# Broken Exhaust Stud, Head. Removal or Repair Tips Please?



## Vanagon Nut (Oct 19, 2007)

Hi all.

Have been enjoying my 2.0 but after 25K miles or so, the primary pipes I made finally bit the bullet (cracked). Thought I'd get away with a more or less "bolt on" solution so sourced a New Beetle mani and 2002 downpipe. Removed exhaust manifold. Broke a stud. It snapped so easily, I swear the previous owner felt it start to snap part way then left it that way. That's my story anyways. 

In this situation, would drilling and tapping to the next smaller size, then putting a bolt in, be a reliable fix? I don't have great hopes of drilling and tapping to the original size and don't want to risk snapping an Easy Out in there trying to get the remaining stud bit out. BTDT.

Are there coolant passages near this stud? How much leeway have I got? How far in can I drill?

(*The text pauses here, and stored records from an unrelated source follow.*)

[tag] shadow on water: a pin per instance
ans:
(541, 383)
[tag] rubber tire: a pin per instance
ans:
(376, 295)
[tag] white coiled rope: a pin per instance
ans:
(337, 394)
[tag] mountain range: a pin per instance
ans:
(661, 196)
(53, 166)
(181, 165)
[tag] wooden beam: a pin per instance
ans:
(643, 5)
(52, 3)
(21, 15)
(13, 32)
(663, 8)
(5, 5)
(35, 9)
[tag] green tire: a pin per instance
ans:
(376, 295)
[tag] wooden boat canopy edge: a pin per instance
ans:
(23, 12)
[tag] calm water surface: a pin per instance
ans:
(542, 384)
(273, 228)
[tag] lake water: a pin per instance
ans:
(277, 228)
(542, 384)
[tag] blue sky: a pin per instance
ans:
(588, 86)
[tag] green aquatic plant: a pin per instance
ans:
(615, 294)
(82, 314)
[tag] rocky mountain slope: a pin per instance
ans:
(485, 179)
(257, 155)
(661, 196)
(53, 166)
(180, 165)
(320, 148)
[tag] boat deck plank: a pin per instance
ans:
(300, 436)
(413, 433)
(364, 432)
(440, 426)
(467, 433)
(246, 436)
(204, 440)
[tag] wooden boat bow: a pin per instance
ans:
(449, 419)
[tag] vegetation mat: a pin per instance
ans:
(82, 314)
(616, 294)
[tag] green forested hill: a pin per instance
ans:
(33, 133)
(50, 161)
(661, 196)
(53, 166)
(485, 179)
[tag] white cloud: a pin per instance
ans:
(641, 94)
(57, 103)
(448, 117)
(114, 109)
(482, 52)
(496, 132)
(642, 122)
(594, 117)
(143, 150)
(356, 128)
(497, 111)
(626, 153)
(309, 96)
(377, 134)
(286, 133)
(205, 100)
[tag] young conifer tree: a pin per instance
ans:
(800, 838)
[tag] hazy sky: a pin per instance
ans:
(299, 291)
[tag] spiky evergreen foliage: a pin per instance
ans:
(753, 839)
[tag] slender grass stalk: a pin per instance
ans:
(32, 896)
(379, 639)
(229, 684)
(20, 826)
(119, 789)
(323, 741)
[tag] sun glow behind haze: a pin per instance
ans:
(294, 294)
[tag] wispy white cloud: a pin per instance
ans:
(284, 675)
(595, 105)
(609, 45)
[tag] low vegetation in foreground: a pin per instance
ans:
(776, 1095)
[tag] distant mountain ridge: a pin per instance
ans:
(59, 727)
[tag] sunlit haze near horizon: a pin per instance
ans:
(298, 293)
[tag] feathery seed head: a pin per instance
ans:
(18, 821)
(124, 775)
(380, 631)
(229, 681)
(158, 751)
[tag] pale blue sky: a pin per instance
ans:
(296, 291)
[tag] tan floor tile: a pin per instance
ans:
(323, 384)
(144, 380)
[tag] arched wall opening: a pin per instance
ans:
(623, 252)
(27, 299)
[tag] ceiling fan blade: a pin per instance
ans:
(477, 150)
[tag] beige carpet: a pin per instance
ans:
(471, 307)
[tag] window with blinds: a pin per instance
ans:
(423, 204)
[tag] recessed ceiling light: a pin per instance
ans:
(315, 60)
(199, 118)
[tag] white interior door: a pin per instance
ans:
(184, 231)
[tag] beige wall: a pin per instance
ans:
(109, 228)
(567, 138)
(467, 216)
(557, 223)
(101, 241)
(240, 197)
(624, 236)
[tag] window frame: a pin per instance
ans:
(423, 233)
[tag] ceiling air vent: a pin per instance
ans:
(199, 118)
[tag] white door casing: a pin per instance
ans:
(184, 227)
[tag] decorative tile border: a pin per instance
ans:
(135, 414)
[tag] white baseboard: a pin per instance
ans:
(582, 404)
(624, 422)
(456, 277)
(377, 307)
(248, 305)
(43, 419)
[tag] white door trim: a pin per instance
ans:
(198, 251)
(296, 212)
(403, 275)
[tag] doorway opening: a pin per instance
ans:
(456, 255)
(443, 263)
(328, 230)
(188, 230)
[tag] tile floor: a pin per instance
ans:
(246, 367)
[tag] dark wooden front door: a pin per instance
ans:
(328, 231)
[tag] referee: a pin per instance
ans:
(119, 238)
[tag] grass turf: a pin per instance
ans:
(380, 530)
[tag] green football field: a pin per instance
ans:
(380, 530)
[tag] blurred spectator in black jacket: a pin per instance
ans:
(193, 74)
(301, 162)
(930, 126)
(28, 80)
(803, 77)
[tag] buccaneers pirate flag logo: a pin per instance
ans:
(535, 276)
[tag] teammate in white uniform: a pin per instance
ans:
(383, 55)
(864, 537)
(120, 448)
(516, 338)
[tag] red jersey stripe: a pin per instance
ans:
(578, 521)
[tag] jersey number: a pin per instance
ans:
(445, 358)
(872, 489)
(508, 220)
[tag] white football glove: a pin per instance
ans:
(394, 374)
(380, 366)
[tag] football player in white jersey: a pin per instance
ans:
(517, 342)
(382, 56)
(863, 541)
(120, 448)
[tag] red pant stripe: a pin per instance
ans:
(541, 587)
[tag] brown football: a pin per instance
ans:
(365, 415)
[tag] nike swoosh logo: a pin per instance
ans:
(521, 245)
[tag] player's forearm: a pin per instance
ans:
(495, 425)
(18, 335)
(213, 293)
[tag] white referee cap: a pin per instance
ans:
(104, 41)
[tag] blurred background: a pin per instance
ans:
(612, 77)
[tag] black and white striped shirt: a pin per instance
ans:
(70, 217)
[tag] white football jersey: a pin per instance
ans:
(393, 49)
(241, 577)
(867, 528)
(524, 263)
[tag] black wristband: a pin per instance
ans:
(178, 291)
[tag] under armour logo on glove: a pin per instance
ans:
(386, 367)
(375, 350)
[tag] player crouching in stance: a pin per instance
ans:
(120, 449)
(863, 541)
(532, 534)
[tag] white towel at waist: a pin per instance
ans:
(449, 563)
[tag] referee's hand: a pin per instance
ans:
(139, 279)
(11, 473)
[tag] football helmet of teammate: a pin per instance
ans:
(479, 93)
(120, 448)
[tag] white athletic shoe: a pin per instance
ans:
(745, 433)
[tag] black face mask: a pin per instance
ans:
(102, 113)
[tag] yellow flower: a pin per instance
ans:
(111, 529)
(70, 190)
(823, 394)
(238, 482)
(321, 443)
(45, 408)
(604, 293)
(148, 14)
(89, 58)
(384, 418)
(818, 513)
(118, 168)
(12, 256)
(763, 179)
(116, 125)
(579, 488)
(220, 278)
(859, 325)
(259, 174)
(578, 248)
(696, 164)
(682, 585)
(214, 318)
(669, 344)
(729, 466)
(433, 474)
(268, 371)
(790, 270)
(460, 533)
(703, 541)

Much thanks and enjoy the pics!

Neil.










And just for laughs, my slightly used $50 downpipe cut up and mocked into place. I'll have to cut and turn the pipe on it to mate up with the existing exhaust below.


----------



## zero. (Aug 14, 2001)

I'd probably risk trying an easy out/extractor. If you use a big enough one that's a little smaller than the stud and drill the right sized hole on center, it will probably come out no problem. Soak it in PB Blaster first. Use a tap wrench or vise grips and stop when you feel it's going to break. If it does break, there may be enough sticking up to get it out anyway. 50/50 shot. Just had to extract a sheared motor mount bolt.


----------



## tdogg74 (Mar 1, 2002)

Let me know if you need new studs...I have spares.


----------



## Vanagon Nut (Oct 19, 2007)

Thanks for the quick reply zero.

I have time, so over next day or two, hopefully the PB will soak in far enough. 

911_fan: thanks for parts offer. I may have a parts source close by but will keep you in mind.

Neil.


----------



## Vanagon Nut (Oct 19, 2007)

*Stud Out. Thanks!*

Image shows tool possibly not used absolutely correctly. Occured to me after, that I should have used next size smaller, so thicker part of tool at shoulder. If that makes sense.

Not sure if this helps, but I focused my eyes more on the tip or shank of tool itself. e.g. if I saw it start to twist, but work didn't, I'd stop asap. Used one hand on tool ONLY, centering hand. Like used as little mechanical advantage as possible. I got lucky, but common sense helped me too.

Thanks for the tips people,

Neil.


----------